How To Install Ubuntu 8.04 With Software RAID1

This short guide explains how you can configure software RAID1 during the initial installation of an Ubuntu 8.04 ("Hardy Heron") system.

During Ubuntu installation:

From the “Partitions Disks” dialog box, select “Manually edit the partition table”.
Select the first disk (”sda”).
Say yes to “Create a new empty partition table on this device?”.
Use the dialog boxes to create one primary partition large enough to hold the root filesystem.
For “How to use this partition” select “physical volume for RAID“, not the default “Ext3 journaling file system”.
Make the partition bootable.
Use the dialogs to create one other primary partition taking up the remaining disk space. Later this will be used for swap.
For “How to use this partition” select “physical volume for RAID“, not the default “Ext3 journaling file system” and not “swap area”.
Repeat the above steps to create identical partitions on the second drive. Remember to mark partition one on both drives as “bootable”.
Once the partitions are configured, at the top of the “Partition Disks” main dialog select “Configure Software RAID”.
When asked “Write the changes to the storage devices and configure RAID” select “Yes”.
For “Multidisk configuration actions” select “Create MD device”.
For “Multidisk device type” select “RAID1”.
For “Number of active devices for the RAID1 array” enter “2”.
For “Number of spare devices for the RAID1 array” enter “0” (zero).
When asked to select “Active devices for the RAID1 multidisk device” select both /dev/sda1 and /dev/sdb1.
From the next dialog select “create MD device”.
Repeat the above steps to create an MD device that contains /dev/sda2 and /dev/sdb2.
Finally, from the dialog “Multidisk configuration actions” select “Finish”.

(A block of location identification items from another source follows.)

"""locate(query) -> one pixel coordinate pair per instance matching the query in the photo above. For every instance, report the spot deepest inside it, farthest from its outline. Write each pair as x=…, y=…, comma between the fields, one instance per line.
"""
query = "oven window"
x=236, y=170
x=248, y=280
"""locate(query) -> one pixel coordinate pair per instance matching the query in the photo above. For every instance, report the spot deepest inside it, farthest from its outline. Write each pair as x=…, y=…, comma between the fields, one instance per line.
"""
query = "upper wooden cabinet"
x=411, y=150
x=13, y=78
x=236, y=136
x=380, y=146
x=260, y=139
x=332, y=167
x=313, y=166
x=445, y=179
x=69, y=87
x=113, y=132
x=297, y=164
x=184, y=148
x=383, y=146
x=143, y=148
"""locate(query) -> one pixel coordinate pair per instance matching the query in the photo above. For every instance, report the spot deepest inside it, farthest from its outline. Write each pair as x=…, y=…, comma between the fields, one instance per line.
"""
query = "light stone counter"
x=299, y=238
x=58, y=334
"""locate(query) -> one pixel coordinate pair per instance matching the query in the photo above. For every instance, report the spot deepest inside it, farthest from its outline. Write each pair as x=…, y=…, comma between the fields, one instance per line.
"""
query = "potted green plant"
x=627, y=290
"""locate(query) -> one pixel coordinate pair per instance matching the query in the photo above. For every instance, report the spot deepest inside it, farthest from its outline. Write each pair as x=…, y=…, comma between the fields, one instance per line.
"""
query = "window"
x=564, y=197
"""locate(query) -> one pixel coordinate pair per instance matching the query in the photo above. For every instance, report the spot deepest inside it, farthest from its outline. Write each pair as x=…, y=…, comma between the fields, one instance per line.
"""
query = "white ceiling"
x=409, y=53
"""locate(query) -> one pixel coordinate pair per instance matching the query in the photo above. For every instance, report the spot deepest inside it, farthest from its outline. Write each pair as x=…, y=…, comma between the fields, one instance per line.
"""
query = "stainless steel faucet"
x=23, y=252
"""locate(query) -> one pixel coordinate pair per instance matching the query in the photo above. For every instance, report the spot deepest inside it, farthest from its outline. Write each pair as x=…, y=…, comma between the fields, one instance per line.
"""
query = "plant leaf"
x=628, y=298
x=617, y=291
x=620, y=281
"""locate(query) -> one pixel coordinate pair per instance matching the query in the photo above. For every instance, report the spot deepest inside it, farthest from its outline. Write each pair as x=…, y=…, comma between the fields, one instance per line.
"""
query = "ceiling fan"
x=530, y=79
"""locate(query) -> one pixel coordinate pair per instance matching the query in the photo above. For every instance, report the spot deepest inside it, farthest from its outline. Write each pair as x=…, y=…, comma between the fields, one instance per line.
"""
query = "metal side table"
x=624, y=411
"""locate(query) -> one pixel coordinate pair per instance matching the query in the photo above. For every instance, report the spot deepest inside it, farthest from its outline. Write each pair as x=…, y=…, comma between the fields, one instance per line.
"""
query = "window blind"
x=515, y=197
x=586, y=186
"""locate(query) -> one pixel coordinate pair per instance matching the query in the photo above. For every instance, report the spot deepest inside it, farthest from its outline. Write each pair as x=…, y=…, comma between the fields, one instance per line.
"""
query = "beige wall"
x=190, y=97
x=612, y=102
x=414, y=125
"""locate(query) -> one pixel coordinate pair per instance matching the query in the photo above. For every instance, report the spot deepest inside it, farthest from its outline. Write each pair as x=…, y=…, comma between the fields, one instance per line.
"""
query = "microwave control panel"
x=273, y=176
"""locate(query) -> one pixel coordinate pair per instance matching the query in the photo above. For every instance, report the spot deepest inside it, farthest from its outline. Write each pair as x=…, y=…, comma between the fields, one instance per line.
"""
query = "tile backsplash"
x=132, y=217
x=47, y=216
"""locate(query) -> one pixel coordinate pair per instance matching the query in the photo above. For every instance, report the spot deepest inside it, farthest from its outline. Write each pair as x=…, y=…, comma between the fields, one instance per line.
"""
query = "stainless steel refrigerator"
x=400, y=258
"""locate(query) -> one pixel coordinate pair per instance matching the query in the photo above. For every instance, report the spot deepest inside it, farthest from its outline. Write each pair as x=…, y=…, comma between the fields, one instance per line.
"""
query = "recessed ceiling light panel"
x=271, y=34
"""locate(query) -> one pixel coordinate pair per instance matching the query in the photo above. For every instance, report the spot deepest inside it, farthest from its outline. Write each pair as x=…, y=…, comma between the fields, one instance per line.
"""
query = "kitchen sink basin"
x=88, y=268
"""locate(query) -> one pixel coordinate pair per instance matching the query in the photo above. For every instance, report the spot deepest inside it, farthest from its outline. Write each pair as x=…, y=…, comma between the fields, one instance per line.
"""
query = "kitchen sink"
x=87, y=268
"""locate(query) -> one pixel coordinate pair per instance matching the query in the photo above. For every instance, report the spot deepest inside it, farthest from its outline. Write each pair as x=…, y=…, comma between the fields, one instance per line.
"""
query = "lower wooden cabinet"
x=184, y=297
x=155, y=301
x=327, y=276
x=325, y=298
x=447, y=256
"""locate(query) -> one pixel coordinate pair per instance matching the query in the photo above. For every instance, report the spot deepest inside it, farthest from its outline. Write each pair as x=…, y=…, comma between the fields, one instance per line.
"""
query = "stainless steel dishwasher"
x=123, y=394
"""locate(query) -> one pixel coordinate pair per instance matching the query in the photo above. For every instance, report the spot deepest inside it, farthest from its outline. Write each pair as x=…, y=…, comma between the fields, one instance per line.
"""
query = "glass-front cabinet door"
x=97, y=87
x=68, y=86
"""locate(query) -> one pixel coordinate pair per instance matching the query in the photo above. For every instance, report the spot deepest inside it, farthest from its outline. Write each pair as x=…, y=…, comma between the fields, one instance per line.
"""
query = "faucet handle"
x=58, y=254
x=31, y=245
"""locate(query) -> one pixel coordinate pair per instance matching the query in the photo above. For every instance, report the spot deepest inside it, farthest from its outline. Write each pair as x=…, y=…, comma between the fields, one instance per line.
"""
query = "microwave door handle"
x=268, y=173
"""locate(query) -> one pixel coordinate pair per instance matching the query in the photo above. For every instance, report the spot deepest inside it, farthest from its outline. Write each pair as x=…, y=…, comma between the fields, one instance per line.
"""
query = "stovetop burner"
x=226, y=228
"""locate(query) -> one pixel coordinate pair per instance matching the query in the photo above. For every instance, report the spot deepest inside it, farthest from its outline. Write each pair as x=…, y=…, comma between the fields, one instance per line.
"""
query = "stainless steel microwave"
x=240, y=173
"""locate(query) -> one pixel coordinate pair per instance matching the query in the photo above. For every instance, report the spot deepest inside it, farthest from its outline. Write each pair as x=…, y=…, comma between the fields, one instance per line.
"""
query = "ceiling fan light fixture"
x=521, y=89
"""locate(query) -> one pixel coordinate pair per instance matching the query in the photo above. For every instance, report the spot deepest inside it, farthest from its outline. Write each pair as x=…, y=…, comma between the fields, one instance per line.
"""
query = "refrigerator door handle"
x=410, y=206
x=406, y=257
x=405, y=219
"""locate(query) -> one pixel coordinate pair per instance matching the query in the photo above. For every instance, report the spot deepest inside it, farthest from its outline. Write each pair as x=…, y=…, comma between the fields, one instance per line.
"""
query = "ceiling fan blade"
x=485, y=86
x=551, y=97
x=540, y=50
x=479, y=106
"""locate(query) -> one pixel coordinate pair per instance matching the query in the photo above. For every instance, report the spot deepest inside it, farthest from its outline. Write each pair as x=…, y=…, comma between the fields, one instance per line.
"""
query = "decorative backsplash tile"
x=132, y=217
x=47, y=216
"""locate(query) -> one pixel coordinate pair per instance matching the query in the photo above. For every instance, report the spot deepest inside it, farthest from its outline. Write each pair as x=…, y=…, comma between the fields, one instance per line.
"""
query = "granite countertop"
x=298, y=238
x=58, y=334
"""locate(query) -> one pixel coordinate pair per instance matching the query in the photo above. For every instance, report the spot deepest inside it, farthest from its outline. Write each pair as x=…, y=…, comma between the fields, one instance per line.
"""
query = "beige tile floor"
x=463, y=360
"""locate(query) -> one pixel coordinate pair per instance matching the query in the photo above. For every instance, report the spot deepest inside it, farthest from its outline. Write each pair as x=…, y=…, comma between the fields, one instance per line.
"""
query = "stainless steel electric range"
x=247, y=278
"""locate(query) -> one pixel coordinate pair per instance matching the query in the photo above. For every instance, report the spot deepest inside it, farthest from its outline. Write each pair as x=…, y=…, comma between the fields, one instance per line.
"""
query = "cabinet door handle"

Next configure device md0 to be mounted as the “/” filesystem and device md1 to be mounted as swap:

From the “Partition Disks” dialog, move the cursor bar under “RAID device #0? and select “#1”.
Configure the device as an Ext3 filesystem mounted on /.

Making every drive bootable

Boot your freshly installed Ubuntu and do the following :

grub

device (hd1) /dev/sdb

root (hd1,0)

setup (hd1)

quit

Adding second HD to grub

vi /boot/grub/menu.lst

Add something like this :

### To boot if sda fails ###
title           Ubuntu 8.04.1, kernel 2.6.24-19-generic /dev/sda fail
root            (hd1,0)
kernel          /boot/vmlinuz-2.6.24-19-generic root=/dev/md0 ro quiet splash
initrd          /boot/initrd.img-2.6.24-19-generic
### End mod ###

Replace kernel and initrd filename if necessary. Reboot and try if Ubuntu boot on the second hard drive.

Care and feeding

Having two drives configured in a RAID1 mirror allows the server to continue to function when either drive fails. When a drive fails completely, the kernel RAID driver automatically removes it from the array.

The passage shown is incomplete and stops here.